This is part of my beautiful family.
They are the most relaxed, fun, loving people you could ever possibly meet in your life. They always are playing and laughing, and they never let the little things of life bother them.When Merri backed her 15 passenger van into a huge rock her darling husband just said "it's just a car".
But the wonderful father of this family has something.
Cancer.
My big question is why? why him?
He is always so loving and happy. I don't think he's ever done anything in his life to deserve getting sick. He has a wife and a family. He has a life, and he's not done living it.
When I look at the people around me, People in my Family, People in my social life, People I don't even know that well... I notice a lot of drama.
What is the point of it??
Life is so short. So why waist most of it being mad because of something some one said, or something some one wrote on facebook, or because of something someone did years ago? Why can't the world just learn to forgive and forget?

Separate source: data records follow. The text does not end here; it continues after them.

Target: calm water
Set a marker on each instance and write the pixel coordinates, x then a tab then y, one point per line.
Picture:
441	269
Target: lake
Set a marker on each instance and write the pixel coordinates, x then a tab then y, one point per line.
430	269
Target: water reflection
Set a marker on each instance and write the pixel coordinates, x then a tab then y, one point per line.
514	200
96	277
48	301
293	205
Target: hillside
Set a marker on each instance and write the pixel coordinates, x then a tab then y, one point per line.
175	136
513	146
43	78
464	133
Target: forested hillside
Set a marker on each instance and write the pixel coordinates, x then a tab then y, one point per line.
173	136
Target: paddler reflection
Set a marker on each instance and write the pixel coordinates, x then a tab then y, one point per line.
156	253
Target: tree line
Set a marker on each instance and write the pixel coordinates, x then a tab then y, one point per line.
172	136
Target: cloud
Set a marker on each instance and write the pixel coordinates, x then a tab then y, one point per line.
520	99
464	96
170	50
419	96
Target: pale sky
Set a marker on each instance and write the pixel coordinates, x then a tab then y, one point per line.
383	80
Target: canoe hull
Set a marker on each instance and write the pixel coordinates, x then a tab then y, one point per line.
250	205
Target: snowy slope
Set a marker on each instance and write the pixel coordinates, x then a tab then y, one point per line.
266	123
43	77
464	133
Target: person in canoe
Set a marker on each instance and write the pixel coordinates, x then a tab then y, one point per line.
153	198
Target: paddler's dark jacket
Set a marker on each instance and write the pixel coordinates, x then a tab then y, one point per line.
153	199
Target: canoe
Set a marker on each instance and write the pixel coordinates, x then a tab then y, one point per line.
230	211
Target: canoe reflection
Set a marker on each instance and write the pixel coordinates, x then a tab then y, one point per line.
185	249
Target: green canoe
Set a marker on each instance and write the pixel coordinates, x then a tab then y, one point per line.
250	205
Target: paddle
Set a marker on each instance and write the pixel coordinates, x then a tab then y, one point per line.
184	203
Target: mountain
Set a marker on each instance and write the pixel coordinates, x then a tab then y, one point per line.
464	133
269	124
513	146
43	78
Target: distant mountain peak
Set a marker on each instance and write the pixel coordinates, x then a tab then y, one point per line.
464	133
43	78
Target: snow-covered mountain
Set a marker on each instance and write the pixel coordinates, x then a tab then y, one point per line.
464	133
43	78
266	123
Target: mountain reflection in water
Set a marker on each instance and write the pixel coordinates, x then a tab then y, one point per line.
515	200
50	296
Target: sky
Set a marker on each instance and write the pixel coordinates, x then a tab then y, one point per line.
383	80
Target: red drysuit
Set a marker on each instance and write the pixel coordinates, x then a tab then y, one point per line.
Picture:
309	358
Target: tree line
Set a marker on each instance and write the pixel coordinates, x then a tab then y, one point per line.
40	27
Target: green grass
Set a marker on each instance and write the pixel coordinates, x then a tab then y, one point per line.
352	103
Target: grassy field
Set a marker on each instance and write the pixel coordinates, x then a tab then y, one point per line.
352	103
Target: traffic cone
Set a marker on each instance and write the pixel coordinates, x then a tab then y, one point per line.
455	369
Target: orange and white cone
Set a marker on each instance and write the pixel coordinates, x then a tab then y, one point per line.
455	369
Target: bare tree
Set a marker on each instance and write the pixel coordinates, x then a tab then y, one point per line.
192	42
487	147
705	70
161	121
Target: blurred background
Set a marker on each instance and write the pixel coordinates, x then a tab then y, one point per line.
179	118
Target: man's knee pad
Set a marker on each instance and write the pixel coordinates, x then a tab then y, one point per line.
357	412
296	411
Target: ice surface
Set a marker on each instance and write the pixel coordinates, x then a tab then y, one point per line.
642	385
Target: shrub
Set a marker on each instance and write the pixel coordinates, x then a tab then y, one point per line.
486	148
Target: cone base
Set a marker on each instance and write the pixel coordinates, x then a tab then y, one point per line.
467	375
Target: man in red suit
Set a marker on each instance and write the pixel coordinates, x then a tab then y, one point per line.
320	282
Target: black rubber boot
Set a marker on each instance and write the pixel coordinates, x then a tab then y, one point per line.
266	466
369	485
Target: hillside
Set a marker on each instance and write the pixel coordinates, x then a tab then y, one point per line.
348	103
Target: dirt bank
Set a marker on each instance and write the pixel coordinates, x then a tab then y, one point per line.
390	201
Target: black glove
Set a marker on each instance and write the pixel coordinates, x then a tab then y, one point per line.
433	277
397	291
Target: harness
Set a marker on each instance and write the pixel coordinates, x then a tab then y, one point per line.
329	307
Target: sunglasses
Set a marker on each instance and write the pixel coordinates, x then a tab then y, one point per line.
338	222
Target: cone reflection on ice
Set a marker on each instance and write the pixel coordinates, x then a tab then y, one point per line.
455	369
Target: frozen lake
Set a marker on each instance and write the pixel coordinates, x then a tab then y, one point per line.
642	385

The other day Jeff and I were driving through Lehi, and we got stuck in a pretty bad traffic jam. Jeff turned off the car and after a few minutes I got sick of waiting and started complaining.
We were stuck on a road I've driven down at least 100 times in my life. Not much had changed, it was just a road in the middle of Lehi. As I sat there in the silence I looked out my window and for the first time in my life I noticed a brick wall/fence thing. I was amazed that after all these years this was the first time I had ever seen it. As I looked at that wall i noticed how beautiful the sky was and how perfect the long grass looked behind it.
It was beautiful.
How often do we find our self next to the most beautiful things in the world. But we never see them because we are to distracted by the things of the world?
I've always secretly wanted to get cancer. I don't necessary want to get sick and have to live half my life in the hospital or anything. But have you ever noticed how people with illness look at the world with a whole different set of eyes? As hard as I try to always see the world with those eyes I always seem to forget to keep on looking at those brick walls and beautiful blue sky's. My eyes always pull me back to the world.
So is it really that bad of a trial to get sick?
These people have been picked. Picked by god. Picked to come down and help teach the world a little bit about learning to look through those other set of eyes. To help us learn to love life, to love others, and to learn to let the little things go.
"If I could tell the world just one thing. It would be, that we're all O.K. and not to worry cause worry is wasteful and useless in times like these.
I don't know a lot of things. But one thing I do know for sure is that the Church is true. I know that god has sent us down to this earth to learn and make mistakes. But he sent us to this earth so we could return and live with him forever . Because FAMILIES ARE FOREVER.